L’Humanité, 30 mars 2017, par Muriel Steinmetz

Le don d’un fils de Cosaques pour la fiction

Le « mentir-vrai » d’Otrochenko, des figures soumises à l’action de l’espace sur la conscience.

Vladislav Otrochenko, descendant de Cosaques du Don, est né en 1959 à Novotcherkassk, leur capitale historique. Après une brillante introduction sur « l’action de l’espace sur l’âme et la conscience», il se lance dans une « apologie du mensonge gratuit ». Après tout, dit-il, « la vérité est inutile pour vivre pleinement dans le monde – ce monde qui, peut-être, se rêve en chacun de nous ». Suivent des récits remarquables de concision, sur des écrivains russes(Pouchkine, Tioutchev, Gogol), des auteurs de l’Antiquité (Ovide, Catulle), des philosophes (Nietzsche et Schopenhauer) et des apôtres (saint Matthieu et saint Luc). Dans ce panthéon littéraire, géographique et culturel, il brouille les frontières entre la réalité et la fiction, mêlant à plaisir anecdotes véridiques et fausses vérités.
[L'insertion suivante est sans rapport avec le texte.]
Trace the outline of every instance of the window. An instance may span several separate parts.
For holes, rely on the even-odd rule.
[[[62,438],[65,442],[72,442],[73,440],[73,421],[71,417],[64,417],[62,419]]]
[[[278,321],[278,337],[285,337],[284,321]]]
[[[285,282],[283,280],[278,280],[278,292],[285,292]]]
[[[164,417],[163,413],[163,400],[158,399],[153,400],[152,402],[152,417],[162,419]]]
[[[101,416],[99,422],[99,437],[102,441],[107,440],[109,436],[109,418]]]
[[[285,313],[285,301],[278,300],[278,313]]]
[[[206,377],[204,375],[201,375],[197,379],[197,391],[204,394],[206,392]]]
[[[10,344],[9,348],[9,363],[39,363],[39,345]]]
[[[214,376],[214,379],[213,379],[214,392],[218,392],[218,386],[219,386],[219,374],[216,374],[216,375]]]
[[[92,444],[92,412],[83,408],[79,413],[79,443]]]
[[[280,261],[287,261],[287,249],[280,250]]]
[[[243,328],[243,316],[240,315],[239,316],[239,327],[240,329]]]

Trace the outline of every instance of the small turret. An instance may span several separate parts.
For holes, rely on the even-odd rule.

Au contraire des sévères historiens qui démasquent « sans pitié ces mystifications » et autres mensonges qui empoisonnent toujours les témoignages, lui prône en effet « le mensonge gratuit » et « le droit sacré de s’approprier une réalité imaginaire ». C’est pourquoi chacun de ses récits, tourné vers l’imagination, baigne dans un éclairage de biais. Ce « faussaire » au style étincelant enchâsse sa version des faits dans « l’objectivité » des archives et nous rend familiers ses« héros» qu’il envisage de manière oblique. Ainsi en est-il de l’analyse loufoque du jeune Schopenhauer à la « mine renfrognée», aux « jugements bizarres énoncés d’un ton oraculaire ne souffrant pas la contradiction », accusant chaque homme de se montrer « subjectif jusqu’à la moelle ». Savoureux, le portait arrangé d’un Nietzsche épris de Venise tandis que rien ne l’y prédisposait. Venise n’est-elle pas une ville humide, aux rues bruyantes, nauséabondes et sans perspective ? Otrochenko compare Nietzsche à Gogol, comme lui maladivement réceptif à la lumière, au climat, aux paysages. Venise sera l’un des seuls lieux où le penseur de l’Éternel retour se sentira heureux, « bien et content ». Selon Otrochenko, c’est parce que « la structure de Venise correspondait exactement à la structure mentale de Nietzsche ». Les oeuvres du philosophe ont la forme de l’aphorisme et sont des « unités dépareillées enfilées sur un fil insaisissable », à l’image de l’architecture de la Sérénissime, où chaque coin de rue, chaque île, est une ville en soi. Les réflexions de Vladislav Otrochenko constituent un parfait exemple de la vérité absolue de la littérature.